Marco Gualazzini e Daniele Bellocchio sono stati a Cuba. Presto il loro reportage su InsideOver con il racconto di Bellocchio e le foto di Gualazzini. Vi anticipiamo qui il loro lavoro con questa foto che documenta la crisi umanitaria dell’isola
Cuba attraversa la crisi più grave dei suoi 67 anni di storia rivoluzionaria. Errori di politica interna, giro di vite repressivo, riforme economiche fallimentari e l’inasprimento dell’embargo americano voluto da Trump hanno spinto l’isola oltre il punto di rottura. Il PIL è in calo da tre anni consecutivi, l’inflazione ufficiale viaggia oltre il 14% e secondo l’Osservatorio Cubano dei Diritti Umani l’89% della popolazione vive in povertà estrema. Negli ultimi cinque anni oltre un quarto dei cubani ha lasciato il paese; chi resta invece fa i conti con blackout quotidiani, assenza di carburante, farmaci e cibo: ogni bene di prima necessità. Un medico guadagna 10mila pesos al mese, un cartone di 30 uova ne costa 3mila. A pagare il prezzo più alto di questo collasso economico e scontro geopolitico sono i cittadini cubani e tra essi i più fragili: anziani, malati e bambini. Come Crislandy, due anni e sette mesi, nato con sindrome di Down e una grave cardiopatia che gli è costata una tracheotomia: senza elettricità né apparecchiature, sua madre è costretta ad aspirargli con la bocca l’espettorato dalla trachea, oltre venti volte al giorno.
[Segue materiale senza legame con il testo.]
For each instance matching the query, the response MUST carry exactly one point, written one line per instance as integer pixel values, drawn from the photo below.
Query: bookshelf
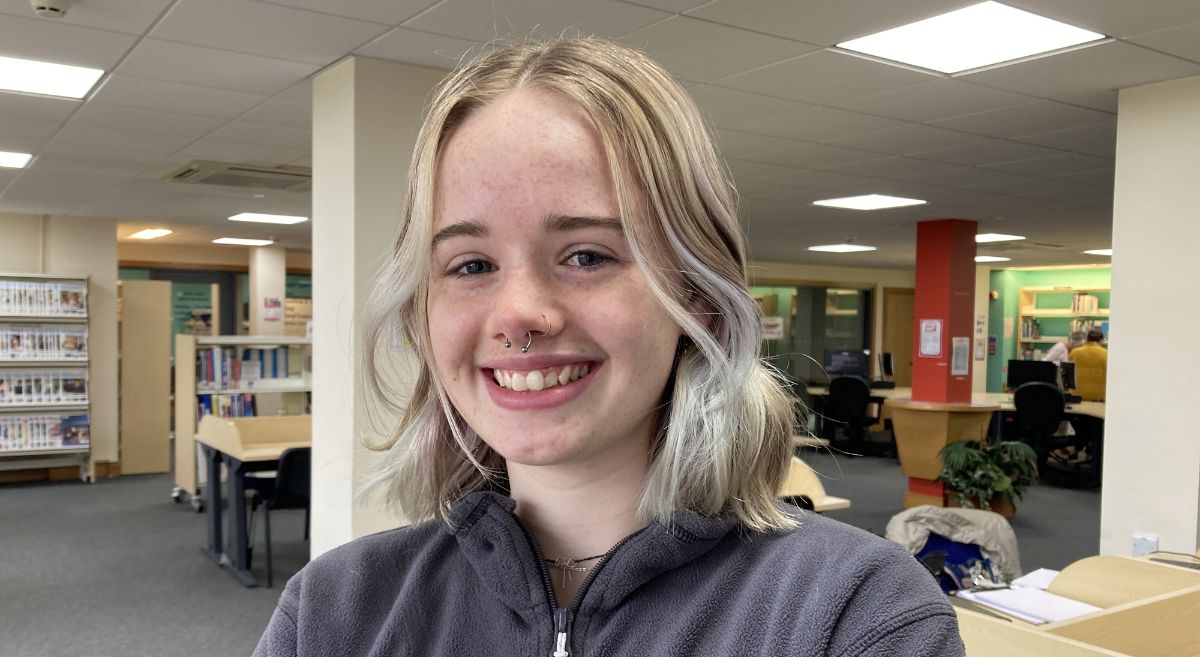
(1048, 314)
(234, 377)
(45, 410)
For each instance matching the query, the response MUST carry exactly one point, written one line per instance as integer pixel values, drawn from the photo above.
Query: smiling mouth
(540, 379)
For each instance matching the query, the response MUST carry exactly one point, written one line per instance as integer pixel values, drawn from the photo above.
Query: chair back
(1041, 408)
(293, 478)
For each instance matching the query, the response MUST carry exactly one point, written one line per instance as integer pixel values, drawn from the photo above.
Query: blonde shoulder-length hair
(724, 437)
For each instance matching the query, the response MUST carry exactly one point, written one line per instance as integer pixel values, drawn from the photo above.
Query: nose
(527, 308)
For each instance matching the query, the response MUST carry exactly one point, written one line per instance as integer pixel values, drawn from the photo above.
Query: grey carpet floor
(115, 570)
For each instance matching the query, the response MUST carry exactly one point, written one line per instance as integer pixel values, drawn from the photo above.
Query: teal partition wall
(1008, 283)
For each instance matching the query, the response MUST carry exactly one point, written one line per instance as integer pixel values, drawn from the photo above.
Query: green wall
(1008, 284)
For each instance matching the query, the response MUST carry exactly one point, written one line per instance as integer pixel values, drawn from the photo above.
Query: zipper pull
(563, 632)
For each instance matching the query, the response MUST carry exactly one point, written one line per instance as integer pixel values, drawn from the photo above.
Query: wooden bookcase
(1049, 311)
(45, 409)
(273, 395)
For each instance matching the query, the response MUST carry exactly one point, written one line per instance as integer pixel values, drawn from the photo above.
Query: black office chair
(289, 488)
(849, 408)
(1041, 409)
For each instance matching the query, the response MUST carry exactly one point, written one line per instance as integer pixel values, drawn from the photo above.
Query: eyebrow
(553, 223)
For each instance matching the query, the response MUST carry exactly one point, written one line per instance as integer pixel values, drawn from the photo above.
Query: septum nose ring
(525, 349)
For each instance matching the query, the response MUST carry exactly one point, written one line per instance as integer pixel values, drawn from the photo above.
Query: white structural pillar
(1151, 454)
(366, 114)
(268, 285)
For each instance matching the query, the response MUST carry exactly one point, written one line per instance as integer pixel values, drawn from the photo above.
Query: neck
(577, 511)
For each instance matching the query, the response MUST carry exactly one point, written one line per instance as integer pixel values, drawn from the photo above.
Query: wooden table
(243, 445)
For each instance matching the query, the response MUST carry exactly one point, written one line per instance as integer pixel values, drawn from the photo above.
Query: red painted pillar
(943, 306)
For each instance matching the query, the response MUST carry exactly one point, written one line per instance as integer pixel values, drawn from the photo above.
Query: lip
(539, 399)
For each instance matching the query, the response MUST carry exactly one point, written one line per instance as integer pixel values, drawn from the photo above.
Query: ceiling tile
(28, 128)
(39, 108)
(910, 139)
(262, 29)
(183, 98)
(1113, 65)
(989, 152)
(724, 107)
(1114, 17)
(684, 47)
(144, 120)
(183, 64)
(1182, 41)
(419, 48)
(282, 112)
(825, 77)
(60, 43)
(1054, 166)
(1099, 139)
(816, 124)
(475, 20)
(390, 12)
(823, 23)
(93, 136)
(131, 17)
(934, 100)
(1029, 119)
(250, 132)
(245, 154)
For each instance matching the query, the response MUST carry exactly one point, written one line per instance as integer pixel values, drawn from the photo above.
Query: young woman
(593, 446)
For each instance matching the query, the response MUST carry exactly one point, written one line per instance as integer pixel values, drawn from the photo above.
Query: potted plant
(990, 475)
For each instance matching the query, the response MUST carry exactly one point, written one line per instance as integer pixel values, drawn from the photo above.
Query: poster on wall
(773, 327)
(930, 338)
(273, 308)
(960, 356)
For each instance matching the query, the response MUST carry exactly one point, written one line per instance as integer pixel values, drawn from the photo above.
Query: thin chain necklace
(571, 566)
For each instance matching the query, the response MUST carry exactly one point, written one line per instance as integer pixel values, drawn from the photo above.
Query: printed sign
(773, 327)
(930, 338)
La sua storia è lo specchio di un paese dove le famiglie, senza alcun’ altra possibilità, non possono che attendere, nella più totale impotenza, indigenza e frustrazione il destino che la sorte riserverà ai propri figli, mentre il paese affonda senza promesse di futuro.
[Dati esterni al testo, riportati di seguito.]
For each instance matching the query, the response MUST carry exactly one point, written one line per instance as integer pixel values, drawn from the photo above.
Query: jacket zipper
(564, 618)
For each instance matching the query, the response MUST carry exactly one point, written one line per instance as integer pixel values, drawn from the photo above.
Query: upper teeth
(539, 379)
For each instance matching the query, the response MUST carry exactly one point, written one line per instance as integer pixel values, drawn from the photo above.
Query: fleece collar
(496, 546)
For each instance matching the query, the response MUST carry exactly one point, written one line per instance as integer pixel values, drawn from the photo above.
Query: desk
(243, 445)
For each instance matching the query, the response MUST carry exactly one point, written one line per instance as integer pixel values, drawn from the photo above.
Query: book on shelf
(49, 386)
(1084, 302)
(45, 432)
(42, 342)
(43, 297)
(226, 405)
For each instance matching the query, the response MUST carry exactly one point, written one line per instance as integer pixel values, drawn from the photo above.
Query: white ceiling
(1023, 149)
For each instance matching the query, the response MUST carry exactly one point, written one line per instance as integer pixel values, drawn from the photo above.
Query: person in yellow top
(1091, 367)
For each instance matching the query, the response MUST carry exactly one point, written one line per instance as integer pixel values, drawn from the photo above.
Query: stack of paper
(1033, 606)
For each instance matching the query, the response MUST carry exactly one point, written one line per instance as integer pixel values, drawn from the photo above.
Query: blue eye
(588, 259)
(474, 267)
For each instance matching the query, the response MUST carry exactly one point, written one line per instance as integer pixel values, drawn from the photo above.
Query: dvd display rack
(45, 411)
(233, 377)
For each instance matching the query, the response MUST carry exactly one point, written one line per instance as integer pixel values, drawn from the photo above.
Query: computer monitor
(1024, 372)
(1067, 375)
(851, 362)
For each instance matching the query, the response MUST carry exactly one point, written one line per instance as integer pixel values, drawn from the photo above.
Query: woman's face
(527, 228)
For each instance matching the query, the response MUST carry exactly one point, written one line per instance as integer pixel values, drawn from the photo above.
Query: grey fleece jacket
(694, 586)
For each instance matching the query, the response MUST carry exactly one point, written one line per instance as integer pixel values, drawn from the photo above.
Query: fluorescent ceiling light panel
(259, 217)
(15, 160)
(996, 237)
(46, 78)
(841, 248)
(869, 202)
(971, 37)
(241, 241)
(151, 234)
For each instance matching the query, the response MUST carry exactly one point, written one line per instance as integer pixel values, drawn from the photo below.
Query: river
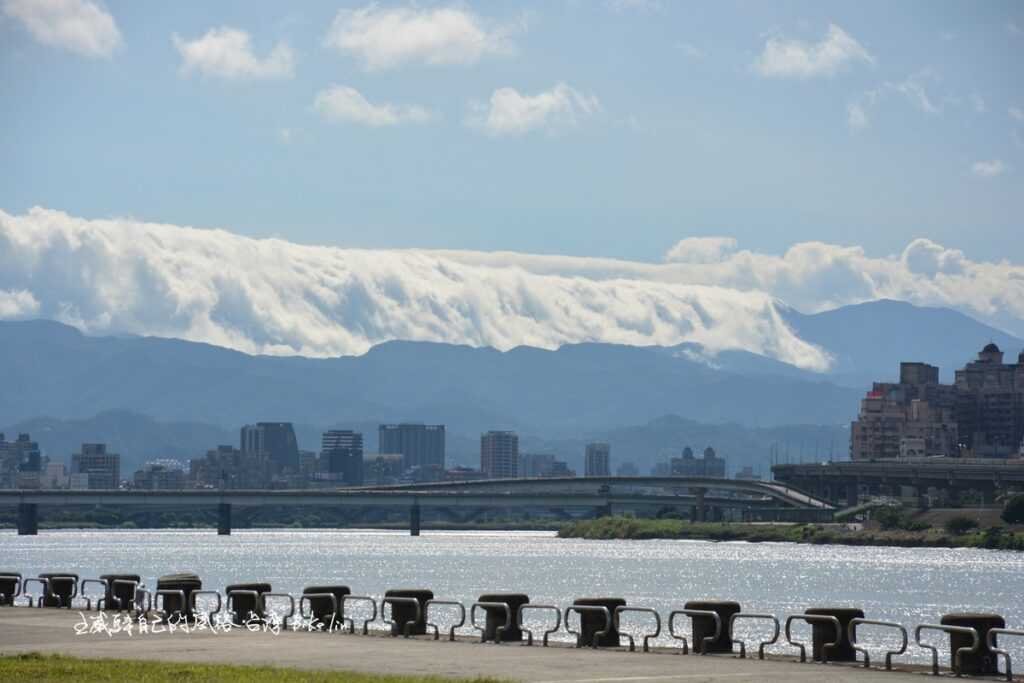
(909, 586)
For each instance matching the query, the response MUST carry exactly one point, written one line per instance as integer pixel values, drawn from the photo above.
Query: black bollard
(704, 627)
(825, 633)
(323, 610)
(592, 623)
(9, 583)
(984, 662)
(496, 616)
(184, 582)
(403, 613)
(122, 596)
(62, 587)
(246, 608)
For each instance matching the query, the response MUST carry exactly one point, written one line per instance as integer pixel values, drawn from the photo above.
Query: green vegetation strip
(638, 528)
(46, 668)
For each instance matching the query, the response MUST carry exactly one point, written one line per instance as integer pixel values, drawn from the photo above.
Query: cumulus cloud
(271, 296)
(78, 26)
(346, 104)
(988, 169)
(227, 53)
(385, 38)
(796, 58)
(511, 113)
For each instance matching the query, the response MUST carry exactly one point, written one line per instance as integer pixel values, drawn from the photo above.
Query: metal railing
(395, 600)
(4, 598)
(582, 609)
(88, 600)
(957, 655)
(990, 641)
(851, 631)
(812, 620)
(286, 596)
(449, 603)
(194, 603)
(311, 617)
(500, 630)
(646, 637)
(762, 644)
(351, 621)
(44, 585)
(707, 641)
(529, 633)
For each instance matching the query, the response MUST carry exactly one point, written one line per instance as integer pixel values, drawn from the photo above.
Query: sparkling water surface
(908, 586)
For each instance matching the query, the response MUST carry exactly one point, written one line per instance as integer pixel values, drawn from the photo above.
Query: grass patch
(47, 668)
(639, 528)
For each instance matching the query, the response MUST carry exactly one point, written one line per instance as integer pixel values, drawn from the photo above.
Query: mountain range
(153, 397)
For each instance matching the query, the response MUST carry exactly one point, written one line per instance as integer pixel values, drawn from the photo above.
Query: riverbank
(57, 668)
(638, 528)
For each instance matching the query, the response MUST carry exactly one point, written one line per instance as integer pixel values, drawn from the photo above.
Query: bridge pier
(698, 507)
(414, 519)
(223, 519)
(28, 519)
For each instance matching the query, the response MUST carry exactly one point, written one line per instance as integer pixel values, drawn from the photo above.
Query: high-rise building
(915, 415)
(500, 455)
(420, 445)
(160, 476)
(543, 465)
(688, 466)
(101, 469)
(20, 463)
(227, 467)
(342, 451)
(990, 404)
(597, 460)
(273, 440)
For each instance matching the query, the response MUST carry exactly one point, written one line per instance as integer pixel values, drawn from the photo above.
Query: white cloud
(510, 112)
(16, 304)
(653, 6)
(271, 296)
(385, 38)
(227, 53)
(911, 88)
(796, 58)
(690, 50)
(346, 104)
(77, 26)
(988, 169)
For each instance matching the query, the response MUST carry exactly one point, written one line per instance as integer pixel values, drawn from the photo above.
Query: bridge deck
(25, 630)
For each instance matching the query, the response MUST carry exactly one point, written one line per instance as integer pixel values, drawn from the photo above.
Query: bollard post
(414, 519)
(28, 519)
(223, 519)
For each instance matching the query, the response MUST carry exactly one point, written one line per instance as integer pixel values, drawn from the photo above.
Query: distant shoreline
(636, 528)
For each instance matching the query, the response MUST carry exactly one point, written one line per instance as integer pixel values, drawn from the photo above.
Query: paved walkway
(25, 630)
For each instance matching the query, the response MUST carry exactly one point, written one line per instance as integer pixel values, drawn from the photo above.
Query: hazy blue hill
(868, 340)
(137, 437)
(61, 373)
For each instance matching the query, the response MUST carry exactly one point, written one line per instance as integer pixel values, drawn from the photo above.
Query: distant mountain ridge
(49, 369)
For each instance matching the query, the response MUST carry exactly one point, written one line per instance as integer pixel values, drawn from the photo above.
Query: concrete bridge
(602, 496)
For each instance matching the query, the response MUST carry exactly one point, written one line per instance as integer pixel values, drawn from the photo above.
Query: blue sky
(580, 128)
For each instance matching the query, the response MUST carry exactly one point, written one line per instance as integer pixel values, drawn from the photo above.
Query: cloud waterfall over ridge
(271, 296)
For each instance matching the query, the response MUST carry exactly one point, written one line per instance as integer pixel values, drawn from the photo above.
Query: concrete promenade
(29, 630)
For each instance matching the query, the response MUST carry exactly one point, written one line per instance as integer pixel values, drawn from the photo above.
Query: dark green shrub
(1013, 512)
(960, 525)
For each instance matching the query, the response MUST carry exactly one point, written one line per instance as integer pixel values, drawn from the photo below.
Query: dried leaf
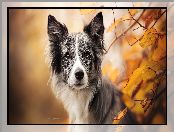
(150, 36)
(160, 51)
(87, 11)
(120, 116)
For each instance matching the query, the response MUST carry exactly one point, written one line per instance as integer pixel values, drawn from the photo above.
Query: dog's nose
(79, 74)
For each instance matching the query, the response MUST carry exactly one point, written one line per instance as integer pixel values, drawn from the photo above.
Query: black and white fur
(75, 61)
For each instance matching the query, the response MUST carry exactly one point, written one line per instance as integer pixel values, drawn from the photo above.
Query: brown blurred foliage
(142, 48)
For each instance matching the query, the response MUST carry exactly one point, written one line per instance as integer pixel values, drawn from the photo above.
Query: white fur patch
(76, 102)
(77, 64)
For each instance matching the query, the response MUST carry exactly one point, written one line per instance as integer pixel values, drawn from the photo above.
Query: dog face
(77, 56)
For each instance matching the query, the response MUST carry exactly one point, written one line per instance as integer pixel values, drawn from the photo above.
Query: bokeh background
(31, 100)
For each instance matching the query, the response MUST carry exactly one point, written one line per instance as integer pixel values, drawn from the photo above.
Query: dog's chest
(77, 107)
(76, 104)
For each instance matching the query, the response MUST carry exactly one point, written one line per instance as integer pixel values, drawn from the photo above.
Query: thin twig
(121, 35)
(136, 20)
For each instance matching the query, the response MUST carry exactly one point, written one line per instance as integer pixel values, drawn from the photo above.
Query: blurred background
(31, 100)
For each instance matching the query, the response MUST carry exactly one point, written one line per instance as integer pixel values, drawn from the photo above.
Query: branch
(121, 35)
(136, 20)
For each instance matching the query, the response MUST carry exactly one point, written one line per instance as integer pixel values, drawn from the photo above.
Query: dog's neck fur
(88, 106)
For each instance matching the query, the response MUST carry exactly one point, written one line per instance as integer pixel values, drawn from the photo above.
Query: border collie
(76, 78)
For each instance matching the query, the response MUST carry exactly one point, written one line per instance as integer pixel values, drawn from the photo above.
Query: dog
(76, 77)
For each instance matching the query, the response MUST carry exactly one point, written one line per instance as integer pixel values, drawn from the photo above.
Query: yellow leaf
(134, 80)
(150, 36)
(128, 101)
(160, 51)
(120, 116)
(87, 11)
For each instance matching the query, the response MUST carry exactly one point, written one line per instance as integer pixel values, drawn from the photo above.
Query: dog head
(76, 57)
LEISY ESTEBEZ RODRIGUEZ: donna di 28 anni che vive nella città rurale di Surgidero de Batabano , madre di tre figli. Christopher di 9 anni, Leandy di 4 e Crislandy di 2 anni e 7 mesi. Il più piccolo è nato con la sindrome di Down e una grave patologia cardiaca a causa della quale gli è stata effettuata una tracheotomia. Il bambino necessiterebbe di una macchina in grado di aspirare l’accumulo di espettorato per evitare che soffochi. A causa della mancanza di elettricità e risorse, i genitori non possiedono l’apparecchiatura e la madre è costretta, con la propria bocca, oltre 20 volte al giorno, ad aspirare dalla trachea del figlio l’escreato. Una storia drammatica che rivela, nella Cuba odierna, il dolore, la frustrazione e la disperazione di una famiglia che, abbandonata a se stessa, affronta, nell’indigenza più totale, la tragedia della malattia del proprio figlio non sapendo quale destino il piccolo avrà in sorte.